Im malerischen Viertel Gràcia
Als 31-Jähriger hatte sich der Architekt zwischen 1883 und 1885 seinem ersten Bauwerk gewidmet. Damals befand sich Gaudí noch auf der Suche nach seinem eigenen Stil. So weist das Wohnhaus kaum die für ihn später so typischen geschwungenen Formen auf. In Auftrag hatte es der wohlhabende Börsenmakler Manuel Vicens i Montaner gegeben. Im heutigen Stadtteil Gràcia, der damals noch ein Dorf nahe Barcelona war, wollte er seinen Sommersitz haben.

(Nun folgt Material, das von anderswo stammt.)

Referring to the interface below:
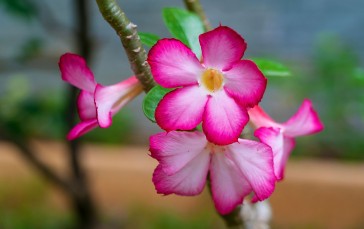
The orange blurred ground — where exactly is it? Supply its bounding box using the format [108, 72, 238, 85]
[0, 142, 364, 229]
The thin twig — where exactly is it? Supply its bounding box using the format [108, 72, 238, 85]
[96, 0, 155, 92]
[183, 0, 212, 31]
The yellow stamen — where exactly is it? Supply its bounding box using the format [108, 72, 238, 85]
[201, 69, 224, 92]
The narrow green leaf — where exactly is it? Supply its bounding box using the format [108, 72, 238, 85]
[138, 32, 160, 47]
[251, 58, 292, 77]
[142, 85, 172, 122]
[163, 8, 205, 58]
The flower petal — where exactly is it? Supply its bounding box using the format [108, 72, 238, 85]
[210, 152, 252, 215]
[153, 150, 210, 196]
[224, 60, 267, 107]
[149, 131, 207, 175]
[155, 86, 208, 131]
[283, 99, 324, 137]
[58, 53, 96, 93]
[227, 139, 276, 200]
[77, 91, 96, 120]
[199, 26, 246, 70]
[148, 39, 204, 88]
[248, 105, 281, 129]
[67, 119, 98, 140]
[254, 127, 290, 180]
[95, 76, 142, 128]
[202, 90, 249, 145]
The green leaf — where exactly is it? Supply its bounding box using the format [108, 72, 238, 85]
[163, 8, 205, 58]
[142, 85, 172, 122]
[139, 32, 160, 47]
[251, 58, 292, 77]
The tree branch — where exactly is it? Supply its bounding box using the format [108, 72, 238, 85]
[183, 0, 212, 31]
[96, 0, 155, 92]
[0, 130, 78, 196]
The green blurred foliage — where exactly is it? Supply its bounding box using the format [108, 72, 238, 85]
[16, 37, 44, 63]
[0, 180, 72, 229]
[0, 0, 37, 21]
[0, 75, 134, 144]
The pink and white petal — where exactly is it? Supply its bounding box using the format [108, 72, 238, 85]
[283, 99, 324, 137]
[199, 26, 246, 70]
[149, 131, 207, 175]
[148, 39, 204, 88]
[224, 60, 267, 107]
[248, 105, 281, 129]
[67, 119, 98, 140]
[227, 139, 276, 201]
[210, 152, 252, 215]
[77, 91, 96, 120]
[153, 150, 210, 196]
[202, 90, 249, 145]
[254, 127, 288, 180]
[95, 76, 142, 128]
[58, 53, 96, 92]
[155, 86, 208, 131]
[279, 137, 296, 181]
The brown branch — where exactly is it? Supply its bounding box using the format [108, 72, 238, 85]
[183, 0, 212, 31]
[96, 0, 155, 92]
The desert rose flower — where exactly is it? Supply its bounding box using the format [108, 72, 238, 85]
[59, 53, 143, 140]
[249, 99, 324, 180]
[150, 131, 276, 214]
[148, 26, 266, 145]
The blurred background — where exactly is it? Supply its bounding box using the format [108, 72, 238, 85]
[0, 0, 364, 229]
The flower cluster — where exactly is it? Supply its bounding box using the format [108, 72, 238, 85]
[59, 26, 323, 214]
[59, 53, 143, 140]
[148, 26, 323, 214]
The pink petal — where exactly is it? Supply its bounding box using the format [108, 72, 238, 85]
[227, 139, 276, 200]
[254, 127, 290, 180]
[149, 131, 207, 175]
[283, 99, 324, 137]
[58, 53, 96, 92]
[67, 119, 98, 140]
[155, 86, 208, 131]
[153, 151, 210, 196]
[224, 60, 267, 107]
[148, 39, 204, 88]
[95, 76, 143, 128]
[77, 91, 96, 120]
[248, 105, 281, 128]
[210, 151, 252, 215]
[202, 90, 249, 145]
[199, 26, 246, 70]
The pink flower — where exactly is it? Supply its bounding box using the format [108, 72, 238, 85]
[59, 53, 142, 140]
[248, 99, 324, 180]
[148, 26, 266, 145]
[150, 131, 275, 214]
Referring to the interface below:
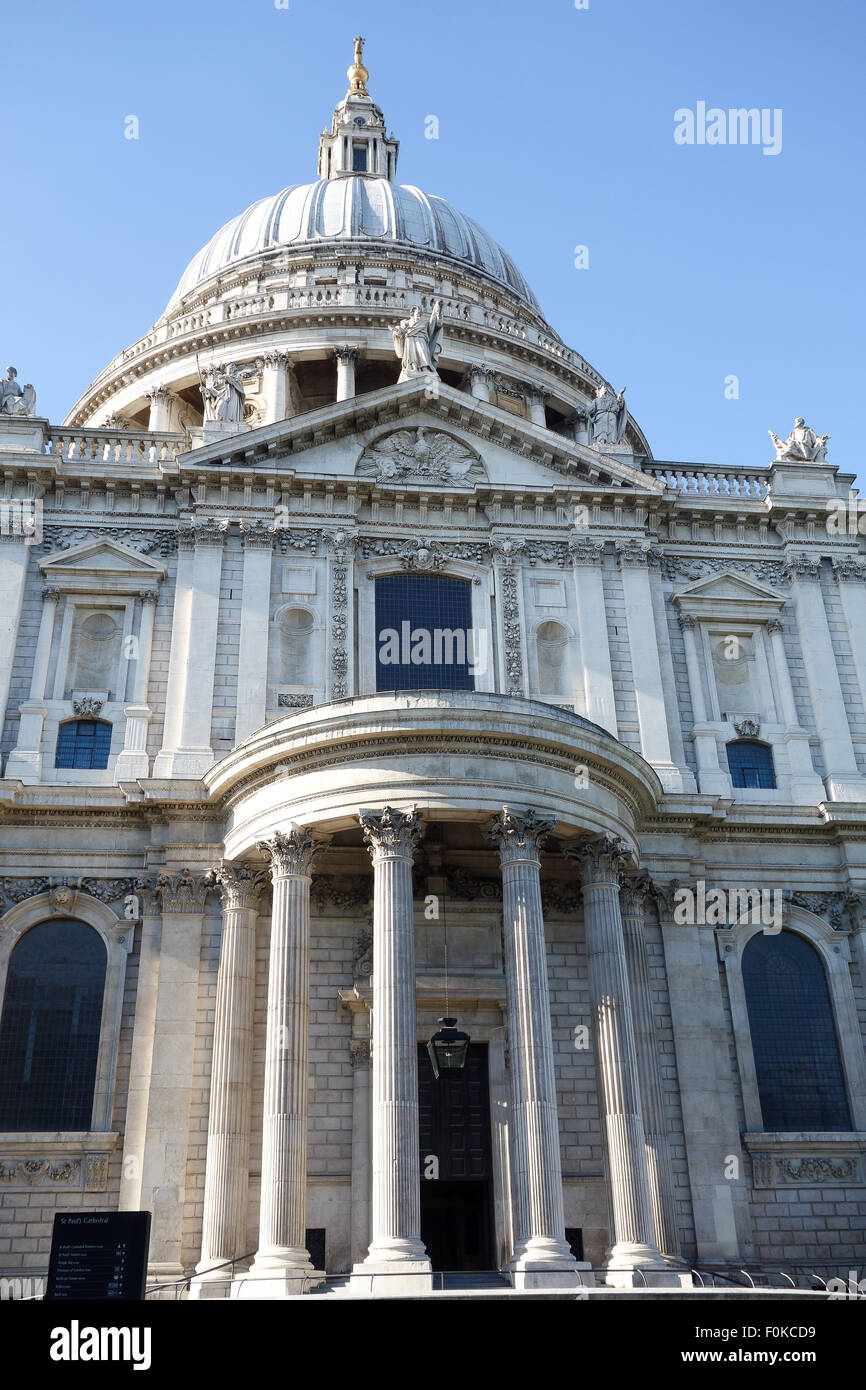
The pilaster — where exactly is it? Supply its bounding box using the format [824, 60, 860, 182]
[488, 806, 577, 1289]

Heutzutage ist Gràcia eines der malerischsten Viertel der pulsierenden Hauptstadt der Region Katalonien im Nordosten Spaniens.
"Dieses Haus wird kein Gaudí-Glanzlicht in Barcelona sein, aber sehr wohl interessant für Leute, die schon einige seiner Werke kennen und mehr über seine Anfänge wissen wollen, als er noch nicht als Genie galt", erklärt Mercedes Mora von der Casa Vicens. Für vier Generationen der Familie Jover, die es 1899 erworben hatte, diente es als Wohnhaus. 2005 wurde die Casa Vicens zum UNESCO-Welterbe erklärt, 2014 kaufte es die Bank Morabanc aus Andorra.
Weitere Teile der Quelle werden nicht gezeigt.